[title]
Face au tapis rouge de Cannes, le passant est vite intrigué par une rangée interminable d'escabeaux situés derrière les barrières de sécurité. « Bienvenue au pavillon des fous ! » nous lance Céline, une dame assise à l'ombre d'un parasol. Ces fous, contrairement aux apparences, ne veulent pas repeindre un plafond invisible : ils attendent l'arrivée des vedettes et la montée des marches de 19h. Certains sont là depuis très tôt dans la matinée. Chacun son escabeau pour voir par-dessus la foule et prendre les meilleures photos, ou juste se faire remarquer. « Moi, je prends des photos, se présente Céline. Vingt-et-un ans que je fais ça, je peux vous dire que j'en ai des milliers, je les garde pour moi, même si je sais que beaucoup les vendent.
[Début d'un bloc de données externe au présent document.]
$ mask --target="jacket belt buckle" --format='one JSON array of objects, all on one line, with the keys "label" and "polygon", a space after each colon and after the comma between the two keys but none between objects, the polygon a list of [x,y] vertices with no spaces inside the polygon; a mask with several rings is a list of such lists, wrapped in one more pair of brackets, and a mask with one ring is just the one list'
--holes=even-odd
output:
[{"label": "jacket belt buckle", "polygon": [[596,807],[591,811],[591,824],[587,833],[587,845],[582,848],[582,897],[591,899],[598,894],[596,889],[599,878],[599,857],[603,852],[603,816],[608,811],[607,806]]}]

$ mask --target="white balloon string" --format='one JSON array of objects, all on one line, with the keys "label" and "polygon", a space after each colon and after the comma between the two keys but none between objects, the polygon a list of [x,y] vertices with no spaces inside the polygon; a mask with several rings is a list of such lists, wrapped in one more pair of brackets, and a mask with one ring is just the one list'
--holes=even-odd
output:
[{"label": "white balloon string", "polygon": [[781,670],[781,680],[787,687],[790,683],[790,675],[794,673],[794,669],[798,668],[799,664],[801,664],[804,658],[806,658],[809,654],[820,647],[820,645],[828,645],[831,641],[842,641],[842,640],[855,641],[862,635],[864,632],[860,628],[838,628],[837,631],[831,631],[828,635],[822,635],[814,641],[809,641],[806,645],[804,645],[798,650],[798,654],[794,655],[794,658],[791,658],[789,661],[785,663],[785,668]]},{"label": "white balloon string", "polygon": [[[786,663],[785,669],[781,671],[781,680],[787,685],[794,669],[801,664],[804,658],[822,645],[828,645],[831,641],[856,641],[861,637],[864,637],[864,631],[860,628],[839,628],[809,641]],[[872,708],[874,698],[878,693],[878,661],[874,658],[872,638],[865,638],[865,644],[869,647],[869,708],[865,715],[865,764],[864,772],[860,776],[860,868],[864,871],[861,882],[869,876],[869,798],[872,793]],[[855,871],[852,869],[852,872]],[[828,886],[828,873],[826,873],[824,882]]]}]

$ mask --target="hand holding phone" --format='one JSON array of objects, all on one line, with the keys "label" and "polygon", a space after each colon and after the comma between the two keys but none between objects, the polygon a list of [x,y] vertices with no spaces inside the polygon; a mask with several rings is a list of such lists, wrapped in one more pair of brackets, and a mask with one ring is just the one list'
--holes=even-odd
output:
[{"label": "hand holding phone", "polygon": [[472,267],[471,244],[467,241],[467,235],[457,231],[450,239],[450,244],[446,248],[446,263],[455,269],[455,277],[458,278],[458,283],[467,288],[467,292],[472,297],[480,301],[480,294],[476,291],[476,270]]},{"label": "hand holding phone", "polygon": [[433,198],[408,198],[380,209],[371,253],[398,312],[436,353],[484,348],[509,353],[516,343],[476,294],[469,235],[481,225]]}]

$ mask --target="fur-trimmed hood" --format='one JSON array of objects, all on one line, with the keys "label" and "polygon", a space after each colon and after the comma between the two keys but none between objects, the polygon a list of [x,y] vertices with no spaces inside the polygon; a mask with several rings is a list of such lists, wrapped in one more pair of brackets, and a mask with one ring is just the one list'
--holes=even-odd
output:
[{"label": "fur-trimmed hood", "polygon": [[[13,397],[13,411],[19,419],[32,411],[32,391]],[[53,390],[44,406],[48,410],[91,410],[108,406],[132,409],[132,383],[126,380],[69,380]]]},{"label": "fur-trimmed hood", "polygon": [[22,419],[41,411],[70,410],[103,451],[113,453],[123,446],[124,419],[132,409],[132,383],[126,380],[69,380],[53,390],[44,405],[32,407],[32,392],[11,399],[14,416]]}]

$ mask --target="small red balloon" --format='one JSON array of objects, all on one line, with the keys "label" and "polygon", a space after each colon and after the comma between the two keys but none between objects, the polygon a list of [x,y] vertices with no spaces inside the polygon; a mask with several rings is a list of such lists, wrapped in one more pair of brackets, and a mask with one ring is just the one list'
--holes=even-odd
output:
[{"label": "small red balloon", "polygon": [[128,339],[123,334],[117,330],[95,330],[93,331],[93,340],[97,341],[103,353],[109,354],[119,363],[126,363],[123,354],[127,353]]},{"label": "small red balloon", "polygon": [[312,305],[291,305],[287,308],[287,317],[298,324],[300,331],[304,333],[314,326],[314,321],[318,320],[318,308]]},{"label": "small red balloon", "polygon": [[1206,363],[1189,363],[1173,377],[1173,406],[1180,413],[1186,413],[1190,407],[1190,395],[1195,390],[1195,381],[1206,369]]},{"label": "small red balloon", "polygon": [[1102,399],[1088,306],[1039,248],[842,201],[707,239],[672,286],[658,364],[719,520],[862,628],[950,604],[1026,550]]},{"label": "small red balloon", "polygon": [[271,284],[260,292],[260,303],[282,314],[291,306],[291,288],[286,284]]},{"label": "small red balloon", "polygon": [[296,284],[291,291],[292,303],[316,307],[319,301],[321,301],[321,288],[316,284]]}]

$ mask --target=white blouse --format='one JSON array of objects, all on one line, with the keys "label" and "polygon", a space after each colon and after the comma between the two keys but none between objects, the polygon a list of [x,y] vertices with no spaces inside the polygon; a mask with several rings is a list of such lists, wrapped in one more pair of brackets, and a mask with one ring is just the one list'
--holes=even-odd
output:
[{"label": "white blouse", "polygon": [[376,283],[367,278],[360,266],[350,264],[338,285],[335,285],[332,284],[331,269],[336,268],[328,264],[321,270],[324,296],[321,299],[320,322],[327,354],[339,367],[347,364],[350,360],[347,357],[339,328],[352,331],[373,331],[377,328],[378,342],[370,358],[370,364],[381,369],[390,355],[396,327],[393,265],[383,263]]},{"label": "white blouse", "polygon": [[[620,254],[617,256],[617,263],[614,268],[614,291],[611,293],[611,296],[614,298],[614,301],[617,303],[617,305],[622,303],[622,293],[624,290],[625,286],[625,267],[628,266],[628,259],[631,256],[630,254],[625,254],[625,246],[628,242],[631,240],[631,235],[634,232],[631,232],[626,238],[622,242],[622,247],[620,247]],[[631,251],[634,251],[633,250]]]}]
Sinon, il y a aussi les chasseurs d'autographes, vous voulez parler avec l'un d'entre eux ? Ha, il est parti déjeuner, dommage, du coup on surveille sa place pendant ce temps. On se serre les coudes. On sait bien qu'on est fous, hein, mais on en rigole ! »
Une journée entière passée à attendre sous un cagnard d'enfer pour deux minutes furtives de frénésie, une photo floue, un vague regard posé sur vous, une main molle serrée dans le meilleur des cas, mieux vaut en effet pratiquer l'autodérision dans ces conditions. Du festival, Céline connaît surtout ce tapis, ces stars, ces flashes qui crépitent, le reste, elle n'en sait pas grand-chose. Elle a vu l'évolution du barnum depuis les années 1990 : « Les choses ont évolué, mais en moins bien. La sécurité s'est beaucoup renforcée, c'est plus dur d'approcher les célébrités. Il faut dire qu'on voit de ces choses parfois, il y a des dingues. L'année dernière, America Ferrera, l'actrice de 'Ugly Betty', s'est faite agressée par un type qui s'est jeté sous sa robe ! » Au pavillon des fous, on a sa dignité, et puis on respecte le client. C'est même avec une certaine hauteur aristocratique que durant la journée nos fans tournent le dos à ce tapis qui bientôt sera l'objet de leur attention toute entière. Nous souhaitons bon courage à Céline, avant d'aller nous-même faire la queue sous le soleil durant une heure pour voir quelques images bouger sur un écran. A Cannes, la folie est la chose la mieux partagée du monde.